Turkey's leading GSM operator Turkcell launched a program Monday named to protect children from cyber risks.
"We should raise awareness of cyber risks to our children and prepare them for the future without losing time," Kaan Terzioğlu, the head of Turkcell, said in a press conference announcing the Digital Intelligence program.
The program that was created by DQ Institute aims to teach children in eight main areas - digital identity, use, safety, security, emotional intelligence, communication, literacy, and rights, according to the institute's website.
In Turkey, the DQ Institute's program was translated, adapted and provided by Turkcell.
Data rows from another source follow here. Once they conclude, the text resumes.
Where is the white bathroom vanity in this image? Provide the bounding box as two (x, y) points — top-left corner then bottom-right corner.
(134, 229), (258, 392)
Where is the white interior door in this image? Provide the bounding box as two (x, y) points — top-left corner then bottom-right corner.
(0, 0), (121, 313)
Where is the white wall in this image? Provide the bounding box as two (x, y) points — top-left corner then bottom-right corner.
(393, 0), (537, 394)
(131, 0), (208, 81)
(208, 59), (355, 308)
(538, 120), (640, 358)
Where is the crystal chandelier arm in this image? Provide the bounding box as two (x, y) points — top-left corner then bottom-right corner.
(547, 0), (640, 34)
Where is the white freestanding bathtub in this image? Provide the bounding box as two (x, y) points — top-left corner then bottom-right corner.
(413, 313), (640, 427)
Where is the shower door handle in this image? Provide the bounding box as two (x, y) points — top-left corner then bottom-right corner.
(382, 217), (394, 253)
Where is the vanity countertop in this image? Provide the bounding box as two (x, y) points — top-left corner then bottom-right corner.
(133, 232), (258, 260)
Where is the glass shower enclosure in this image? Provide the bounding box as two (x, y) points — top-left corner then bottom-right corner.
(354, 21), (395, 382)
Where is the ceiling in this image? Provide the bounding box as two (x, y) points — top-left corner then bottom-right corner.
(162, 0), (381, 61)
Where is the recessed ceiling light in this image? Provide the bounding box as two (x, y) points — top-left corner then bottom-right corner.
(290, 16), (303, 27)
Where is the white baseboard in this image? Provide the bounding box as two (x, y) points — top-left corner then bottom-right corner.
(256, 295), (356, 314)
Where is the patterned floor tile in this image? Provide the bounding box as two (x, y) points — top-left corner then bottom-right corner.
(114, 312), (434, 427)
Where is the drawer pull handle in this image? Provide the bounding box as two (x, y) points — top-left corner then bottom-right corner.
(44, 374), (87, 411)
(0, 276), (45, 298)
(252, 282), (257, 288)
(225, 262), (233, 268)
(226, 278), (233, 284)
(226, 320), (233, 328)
Terzioğlu noted the chance of Turkish children being exposed to cyber dangers is 47 percent and Turkcell aims to minimize risks with the program.
"Children are exposed to phishing 35 times more than adults," he added.
Dr. Yuhyun Park, the founder of the DQ Institute, said the program, which is a game-based education system, measures children's digital intelligence and includes families and schools in the learning process. She said more than 50 percent of children are at risk in the world and they should learn how to use digital technology safely.
DQ is composed of intelligence quotient (IQ), emotional quotient (EQ) and human values, she underlined.
"With its features, the DQ is the only digital intelligence education content recognized by UNESCO," she noted.
She added that the program is used in 104 countries by around 700,000 children.
Some 56 percent of 8 to 12-year-olds are exposed to cyber risks - cyberbullying, online sexual behavior, game addiction and online grooming - according to the institute's report.
These figures are 78 percent in Oman and 73 percent in Singapore and Argentina.
The report stressed that 390 million aged 8-12 will be at risk by 2020.
"The global average is 32 hours of screen time per week for entertainment use alone," the report said.